Удивительно, что тогда в голове крутилась та же мысль: «Нужно ж было так вляпаться!» Конец учебного года, на носу выпускные экзамены, а потом, потом – долгожданная свобода, никаких тебе больше звонков, контрольных, тетрадок! Совершенно самостоятельная взрослая жизнь. И, если повезет и сбудутся все его мечты, – Москва, точнее, не Москва, а Московская область, ну это почти одно и то же, а главное – летное училище. С самого детства он грезил самолетами, изрисовал кучу бумаги белыми, грациозными стальными птицами, в плохонькой местной библиотеке изучил все материалы о сталинских соколах, страшно горевал, что война кончилась, когда он был десятилетним мальчишкой. Родись он хоть на десять лет раньше, непременно успел бы побомбить с самолета проклятых фашистов. Сколько раз видел во сне, как держит в руках штурвал, отрывает самолет от земли и мчится прямо в распахнутое перед ним насыщенно-синее высокое небо.

И вот теперь из-за идиотской простуды все может покатиться к чертовой бабушке. Не поднимется вовремя, не сдаст экзамены, останется на второй год – и прощай заветная мечта до следующего лета. Целый год! Ведь это же сдохнуть можно, пока дождешься!

Температура не спадала уже который день, голова, жаркая, тяжелая, чужая, гудела, как колокол, перед глазами колыхалось сонное марево. Доктор из медсанчасти прикладывал к спине холодное, слушал внимательно и заверял, что нужно везти в город, в больницу, колоть пенициллин внутримышечно. Мама рыдала и заламывала руки:

– Не надо в больницу! Там его угробят! Неужели нельзя договориться об уколах на дому? Ваня! – теребила она отца. – Ну, сделай что-нибудь! Ты же командир части!

– А почему не в больницу? – раздражался отец. – Ты его до армии опекать будешь? Он уже не ребенок, взрослый мужик. Как-нибудь справится без твоих харчей!

А все-таки пожалел мать, расстарался, достал где-то нужное количество ампул и договорился с медсестрой из соседнего поселка, чтобы приходила дважды в день колоть.

Медсестра явилась на следующее утро. Он слышал, как мать шепталась с ней в прихожей, наверное, совала деньги, а та отказывалась. Потом обе зашли в его комнату.

– Вот, Сережа, познакомься, это Валечка Морозова, она будет тебе уколы делать, – представила мама.

Он продрал глаза, неохотно выныривая из мутного горячего полузабытья, потряс головой. Ничего себе медсестра! Малявка какая-то, девчонка! Особенно на фоне дородной важной матери. Худые голые коленки торчат из-под старенького застиранного ситцевого платья, темно-рыжие, пышные мелко вьющиеся волосы косами уложены вокруг головы, светятся солнцем, как оранжевый нимб, на носу веснушки, а глаза синющие и ясные. И эта пигалица будет его лечить?

– Привет, Сережа, ты, что ли, тут больной? – звонким пионерским голосом отчеканила девчонка. – Небось симулируешь, чтобы в школу не ходить, а? Ничего, мы тебя быстро на ноги поставим, оглянуться не успеешь, как опять за партой окажешься. Ну-ка, поворачивайся на живот, сейчас сделаем укольчик.

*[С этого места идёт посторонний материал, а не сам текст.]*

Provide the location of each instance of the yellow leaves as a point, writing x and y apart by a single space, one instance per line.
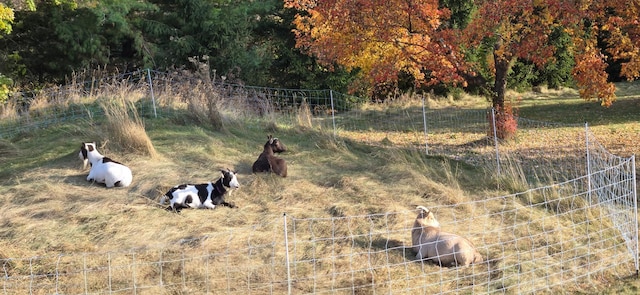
591 76
380 37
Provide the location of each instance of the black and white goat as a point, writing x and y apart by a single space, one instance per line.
104 169
267 161
205 195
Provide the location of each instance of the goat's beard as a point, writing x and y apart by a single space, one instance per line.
84 163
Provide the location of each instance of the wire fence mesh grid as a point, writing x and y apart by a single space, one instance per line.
592 209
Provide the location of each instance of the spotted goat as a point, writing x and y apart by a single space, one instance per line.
104 169
205 195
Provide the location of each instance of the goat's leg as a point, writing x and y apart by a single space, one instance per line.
230 205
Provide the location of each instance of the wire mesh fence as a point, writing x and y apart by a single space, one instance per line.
577 223
548 239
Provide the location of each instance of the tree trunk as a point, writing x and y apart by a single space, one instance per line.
505 122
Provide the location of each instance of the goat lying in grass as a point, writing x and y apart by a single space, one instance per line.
104 169
205 195
267 161
442 248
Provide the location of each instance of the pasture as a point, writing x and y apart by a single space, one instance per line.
50 212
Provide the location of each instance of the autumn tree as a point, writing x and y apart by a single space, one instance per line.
521 30
380 38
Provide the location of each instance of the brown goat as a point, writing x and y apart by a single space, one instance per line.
442 248
267 161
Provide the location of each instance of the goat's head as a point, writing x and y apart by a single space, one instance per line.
426 218
276 145
229 178
85 149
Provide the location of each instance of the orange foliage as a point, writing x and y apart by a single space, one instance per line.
384 37
379 37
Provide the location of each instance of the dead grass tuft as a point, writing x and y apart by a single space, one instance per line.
125 127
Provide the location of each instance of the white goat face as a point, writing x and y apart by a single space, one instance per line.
86 148
230 179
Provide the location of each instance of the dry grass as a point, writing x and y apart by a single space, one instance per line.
333 187
125 127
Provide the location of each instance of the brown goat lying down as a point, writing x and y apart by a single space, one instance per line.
267 161
444 249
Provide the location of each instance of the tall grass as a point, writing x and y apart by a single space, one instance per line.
50 208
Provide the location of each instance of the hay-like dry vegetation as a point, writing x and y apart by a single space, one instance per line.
50 209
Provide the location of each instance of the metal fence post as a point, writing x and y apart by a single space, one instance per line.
153 99
286 246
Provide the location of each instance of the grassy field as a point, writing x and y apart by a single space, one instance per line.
49 207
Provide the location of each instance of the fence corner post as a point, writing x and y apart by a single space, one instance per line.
153 99
286 246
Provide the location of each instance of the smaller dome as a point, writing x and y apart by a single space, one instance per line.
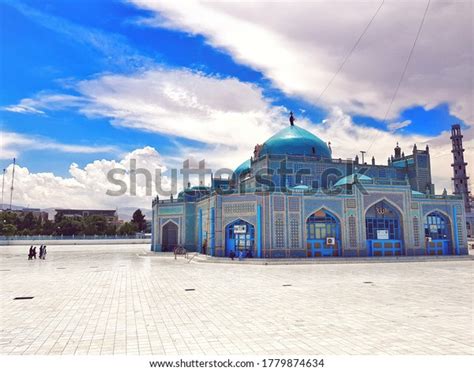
242 168
350 179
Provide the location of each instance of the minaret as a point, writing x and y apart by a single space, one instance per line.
397 151
292 119
459 166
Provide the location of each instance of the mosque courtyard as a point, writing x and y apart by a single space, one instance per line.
112 299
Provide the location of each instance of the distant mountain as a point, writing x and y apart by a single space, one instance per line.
125 213
7 206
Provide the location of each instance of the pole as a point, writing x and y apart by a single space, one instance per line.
3 186
13 180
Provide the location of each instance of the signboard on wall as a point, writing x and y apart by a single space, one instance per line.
382 234
330 241
240 229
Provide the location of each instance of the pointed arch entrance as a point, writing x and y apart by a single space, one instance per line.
323 234
383 228
240 236
437 234
169 236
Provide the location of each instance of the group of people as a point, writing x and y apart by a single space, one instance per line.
241 254
32 252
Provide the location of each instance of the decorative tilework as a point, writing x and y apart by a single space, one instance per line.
279 231
416 231
294 231
352 231
279 203
293 204
173 210
239 208
350 203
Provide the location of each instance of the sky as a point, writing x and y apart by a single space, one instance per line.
87 86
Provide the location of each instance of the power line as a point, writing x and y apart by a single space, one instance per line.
350 52
420 27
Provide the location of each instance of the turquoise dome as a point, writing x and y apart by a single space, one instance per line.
294 140
242 168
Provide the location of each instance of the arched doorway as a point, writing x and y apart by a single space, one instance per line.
437 234
240 236
323 234
383 227
170 236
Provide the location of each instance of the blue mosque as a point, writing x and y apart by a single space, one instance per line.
293 199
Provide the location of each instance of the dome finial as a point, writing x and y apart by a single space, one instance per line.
292 119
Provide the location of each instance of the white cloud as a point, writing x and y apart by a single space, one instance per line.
348 138
300 46
13 144
228 117
394 126
86 187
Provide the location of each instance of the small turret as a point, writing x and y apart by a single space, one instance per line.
397 151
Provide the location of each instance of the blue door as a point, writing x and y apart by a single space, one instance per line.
323 227
383 230
240 237
437 234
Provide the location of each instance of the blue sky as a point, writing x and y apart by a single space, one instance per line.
50 48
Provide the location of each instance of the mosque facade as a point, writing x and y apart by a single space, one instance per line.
293 199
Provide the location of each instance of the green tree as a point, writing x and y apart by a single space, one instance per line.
139 220
69 227
8 229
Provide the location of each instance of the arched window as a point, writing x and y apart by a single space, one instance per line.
323 231
382 221
437 226
240 236
322 224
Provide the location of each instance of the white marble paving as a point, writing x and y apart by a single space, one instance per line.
119 300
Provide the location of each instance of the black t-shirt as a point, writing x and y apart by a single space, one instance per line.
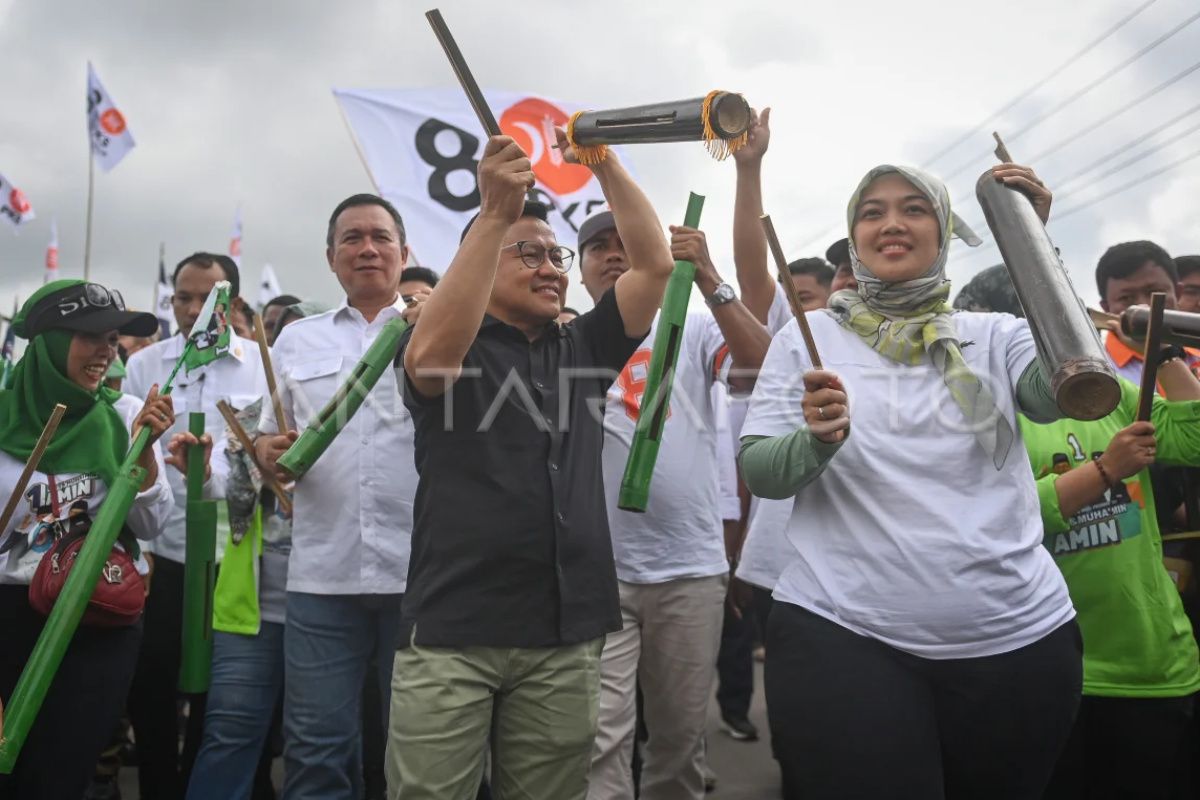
510 534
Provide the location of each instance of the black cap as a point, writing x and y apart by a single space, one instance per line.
594 226
70 308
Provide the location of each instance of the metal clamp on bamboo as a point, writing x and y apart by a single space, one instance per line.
1180 328
720 120
1081 379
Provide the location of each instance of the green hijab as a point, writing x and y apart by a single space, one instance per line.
906 319
93 437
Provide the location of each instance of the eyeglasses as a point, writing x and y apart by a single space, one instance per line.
534 256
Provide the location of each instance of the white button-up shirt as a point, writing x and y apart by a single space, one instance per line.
237 378
353 511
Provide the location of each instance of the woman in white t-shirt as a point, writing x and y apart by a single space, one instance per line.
72 330
923 643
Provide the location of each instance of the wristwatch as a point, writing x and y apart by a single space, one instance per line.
723 294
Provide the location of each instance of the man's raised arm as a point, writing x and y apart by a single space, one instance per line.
749 242
453 314
640 289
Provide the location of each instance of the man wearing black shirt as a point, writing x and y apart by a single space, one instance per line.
511 584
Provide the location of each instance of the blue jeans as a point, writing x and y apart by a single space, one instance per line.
247 680
328 644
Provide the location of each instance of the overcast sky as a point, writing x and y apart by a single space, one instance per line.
231 103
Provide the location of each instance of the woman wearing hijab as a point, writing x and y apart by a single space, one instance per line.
923 642
72 330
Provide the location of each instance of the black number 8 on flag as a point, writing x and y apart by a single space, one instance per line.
447 164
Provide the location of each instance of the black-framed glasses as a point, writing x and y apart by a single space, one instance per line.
534 254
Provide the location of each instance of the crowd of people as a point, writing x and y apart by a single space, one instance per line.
958 593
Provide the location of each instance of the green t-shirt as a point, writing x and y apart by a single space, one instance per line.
1137 639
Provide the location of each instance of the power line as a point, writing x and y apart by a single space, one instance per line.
1054 73
1143 179
1098 122
1103 160
1029 126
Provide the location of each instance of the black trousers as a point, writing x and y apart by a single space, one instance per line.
153 703
853 719
1123 747
81 709
735 663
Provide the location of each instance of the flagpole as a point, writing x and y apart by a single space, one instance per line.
91 191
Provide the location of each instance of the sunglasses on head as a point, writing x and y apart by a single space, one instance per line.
72 302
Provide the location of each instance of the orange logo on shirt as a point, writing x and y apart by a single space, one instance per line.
631 383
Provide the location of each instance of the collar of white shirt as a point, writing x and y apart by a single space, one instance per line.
345 311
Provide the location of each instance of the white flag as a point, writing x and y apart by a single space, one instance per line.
423 149
162 294
111 138
235 238
52 253
13 205
268 287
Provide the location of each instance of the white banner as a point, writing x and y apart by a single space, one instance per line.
162 295
268 287
423 149
13 205
111 138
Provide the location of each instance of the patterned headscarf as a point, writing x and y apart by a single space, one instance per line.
905 319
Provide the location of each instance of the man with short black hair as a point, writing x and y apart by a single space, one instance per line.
671 560
238 379
838 254
271 313
353 510
811 278
511 588
1127 275
1189 282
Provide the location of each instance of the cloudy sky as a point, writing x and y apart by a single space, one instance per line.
231 104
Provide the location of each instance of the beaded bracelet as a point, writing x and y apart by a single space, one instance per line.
1104 473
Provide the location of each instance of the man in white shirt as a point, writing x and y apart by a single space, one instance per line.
353 510
239 379
671 561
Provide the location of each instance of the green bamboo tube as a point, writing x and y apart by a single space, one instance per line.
643 452
199 572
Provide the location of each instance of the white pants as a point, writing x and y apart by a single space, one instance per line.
669 642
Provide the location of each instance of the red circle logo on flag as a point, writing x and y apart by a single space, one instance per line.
17 202
112 121
532 124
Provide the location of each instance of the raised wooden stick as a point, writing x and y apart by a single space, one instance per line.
231 419
1001 150
1151 356
785 277
43 441
483 110
264 352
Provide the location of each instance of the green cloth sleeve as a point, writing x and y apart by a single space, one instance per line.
1033 396
778 467
1048 498
1176 431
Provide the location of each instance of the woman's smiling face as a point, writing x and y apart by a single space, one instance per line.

Чего? Это штаны, что ли, стаскивать перед этой козявкой? Да ни за что! Он упрямо натянул одеяло до подбородка, хотя в комнате и без того было жарко. Еще только май, а уже дышать нечем, вот же проклятая азиатчина! И угораздило отца, героя войны, чем-то провиниться перед начальством и загреметь в эту глушь.

– Сережа, ну что ты, не бойся! Это совсем не больно, – забеспокоилась мать.

Неудобно, наверно, было, что великовозрастный сынок вздумал капризничать, отнимать время у занятой медсестрички, которая и так-то по большому одолжению согласилась к ним ходить. А девчонка эта смешливая, наверно, уже готовится какую-нибудь шуточку отпустить.

– Я не боюсь, – буркнул он. – Дайте шприц, я сам сделаю!

– Ну что ты такое говоришь, – заохала мать.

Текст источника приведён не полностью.